Под утро гляжу на то место, где ларец лежал, а его нет. Исчез. Только ямка в земле осталась. И в ямке этой перо птичье. Чёрное, длинное. И красной жижей с одного конца измазано. Вскочил я тогда, как ошпаренный. Золу разгребаю голыми руками. Нет ларца. Зорька моя совсем плохая стала. Стоит, голову опустила. Понял я тогда: если сейчас не двинусь, тут и лягу. Пошёл с Зорькой наугад. Час иду, два. И тут чую: тишина. Мёртвая. Как в склепе. Аж уши заложило.
Скоро вышел я на поляну. Круглая, трава на ней высокая, жёлтая. И стоит в центре этой поляны он. Ларец. Просто на траве лежит. Подошёл я, ноги как чугунные. Нагнулся, за ларец схватился. А он горячий, как хлеб из печи. Я отпрянул — и в этот момент затылком почувствовал: пришёл. Медленно так голову поворачиваю. Стоит в десяти саженях от меня, под старой сосной. Это был Лёшка. То есть, я сначала так думал, что это он.
Рост его, плечи широкие, но одет, бог ты мой, на нём кафтан старый, зелёный, волосы длинные, седые, а лицо, как из воска вылеплено. Гладкое, кожа белая-белая, глаза открыты, смотрят на меня, но не моргают. Пустота там. Я рот открыл, а он руку поднял. И голос, будто два камня друг о друга трут: «Уходи, Фёдор, не людское здесь место». Говорил, что в ларце том не вещи лежат, а уста в плоти, по какой прорези наши кости к жилам пригнаны. Сказал, что их там, в глубине, перекладывают, перекраивают на иной лад, чтоб они вечно тут ходили и это место сторожили. И что он теперь не Алексей вовсе, а так, шестерёнка в каком-то бесовском устройстве.
Меня затрясло, слёзы по щекам. Кричу ему: «Пойдём со мной, отмолим». А он голову так набок склонил, неестественно совсем, и зашипел. Сказал, что нет у него больше души, что он теперь часть этого леса, как мох или коряга. И если я сейчас не уйду, то и меня примут. И тут померещилось мне самое страшное. Будто марево вокруг него, а в нём нити синие, тонкие, светятся. В землю уходит и в небо. И по нитям этим что-то пульсирует. Я за ларец схватился, дурак. Алёшка, или то, что им прикидывалось, шаг вперёд сделал. Земля под его ногами заходила ходуном. Гул пошёл. Ларец у меня прямо из пальцев выскользнул и начал в землю уходить. Медленно так, будто в болото засасывает. Я выл, как пёс побитый, руками землю рыл. А он стоял надо мной, огромный какой-то стал. И тень его меня накрыла, как саваном. Сказал напоследок, чтоб не поминал его в молитвах, потому как Богу здесь хода нет.

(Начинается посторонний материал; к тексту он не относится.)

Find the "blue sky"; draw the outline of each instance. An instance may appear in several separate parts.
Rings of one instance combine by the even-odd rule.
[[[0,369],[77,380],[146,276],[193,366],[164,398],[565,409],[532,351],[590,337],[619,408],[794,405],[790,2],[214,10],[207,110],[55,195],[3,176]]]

Потом — как обрыв. Помню только, как Зорька взвизгнула страшно, почти по-человечески. Я вскочил, за повод схватился, и мы понеслись. Сзади хохот стоял, детский, звонкий, и хлопанье крыльев огромных. Как я выбрался оттуда, не помню. Память как отрезало. Очнулся уже на тракте. Лежу в телеге, надо мной мужик бородатый склонился. Вид у меня был... Да, как у покойника в гробу. Ряса в лохмотьях, нога распухла. Но самое страшное — это руки. Глянул я на свои ладони, а они серые. Будто пыль въелась в кожу так, что не оттереть. Их холода я не чувствую.

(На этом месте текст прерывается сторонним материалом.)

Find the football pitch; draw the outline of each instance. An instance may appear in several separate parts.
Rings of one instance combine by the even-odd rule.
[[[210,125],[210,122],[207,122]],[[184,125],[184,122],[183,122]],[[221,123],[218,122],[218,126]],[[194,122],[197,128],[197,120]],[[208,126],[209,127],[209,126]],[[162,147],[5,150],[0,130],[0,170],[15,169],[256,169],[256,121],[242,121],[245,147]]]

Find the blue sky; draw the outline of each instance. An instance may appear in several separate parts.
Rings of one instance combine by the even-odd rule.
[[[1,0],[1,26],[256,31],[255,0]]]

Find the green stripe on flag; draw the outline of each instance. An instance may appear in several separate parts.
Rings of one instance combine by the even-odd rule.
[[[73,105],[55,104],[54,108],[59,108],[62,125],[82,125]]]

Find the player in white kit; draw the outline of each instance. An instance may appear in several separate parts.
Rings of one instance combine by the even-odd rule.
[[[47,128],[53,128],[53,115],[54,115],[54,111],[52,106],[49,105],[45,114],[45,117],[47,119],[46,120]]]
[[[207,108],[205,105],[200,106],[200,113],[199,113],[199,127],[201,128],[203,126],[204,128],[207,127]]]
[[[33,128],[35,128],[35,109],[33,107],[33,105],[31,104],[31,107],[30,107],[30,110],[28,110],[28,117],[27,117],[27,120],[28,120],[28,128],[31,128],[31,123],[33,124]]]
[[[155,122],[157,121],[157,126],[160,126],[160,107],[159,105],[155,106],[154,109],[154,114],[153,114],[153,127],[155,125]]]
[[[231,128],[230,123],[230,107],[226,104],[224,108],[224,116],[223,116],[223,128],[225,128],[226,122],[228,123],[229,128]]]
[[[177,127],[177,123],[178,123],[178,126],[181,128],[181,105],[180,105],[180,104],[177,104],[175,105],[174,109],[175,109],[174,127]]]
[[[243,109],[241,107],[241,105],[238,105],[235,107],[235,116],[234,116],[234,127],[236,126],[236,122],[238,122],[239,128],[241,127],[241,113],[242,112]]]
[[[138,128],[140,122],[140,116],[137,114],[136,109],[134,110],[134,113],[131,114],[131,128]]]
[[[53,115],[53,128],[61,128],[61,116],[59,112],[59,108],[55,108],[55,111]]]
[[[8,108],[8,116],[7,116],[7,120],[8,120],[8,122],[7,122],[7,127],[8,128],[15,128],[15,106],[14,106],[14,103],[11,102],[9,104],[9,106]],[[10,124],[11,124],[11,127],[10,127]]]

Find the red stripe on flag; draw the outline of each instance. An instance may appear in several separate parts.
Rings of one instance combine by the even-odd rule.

Привезли меня в волость, фельдшер говорит: горячка. А я молчу, глаза закрою и вижу эти нити синие. Не мог я в церкви оставаться. Как на иконы смотреть, когда знаешь, что там в лесу иное правит? Как оправился, пошёл я к Илье Кузьмичу, уряднику нашему бывшему, на покое. Начал я ему рассказывать, а он смотрит так, недоверчиво. Говорит: «Горячка у тебя, отец». Я тогда молча закатал рукава и показал ему свои руки. Серые, холодные. Кузьмич как глянул, так лицом и переменился. Трубку отложил, перекрестился и заговорил шепотом.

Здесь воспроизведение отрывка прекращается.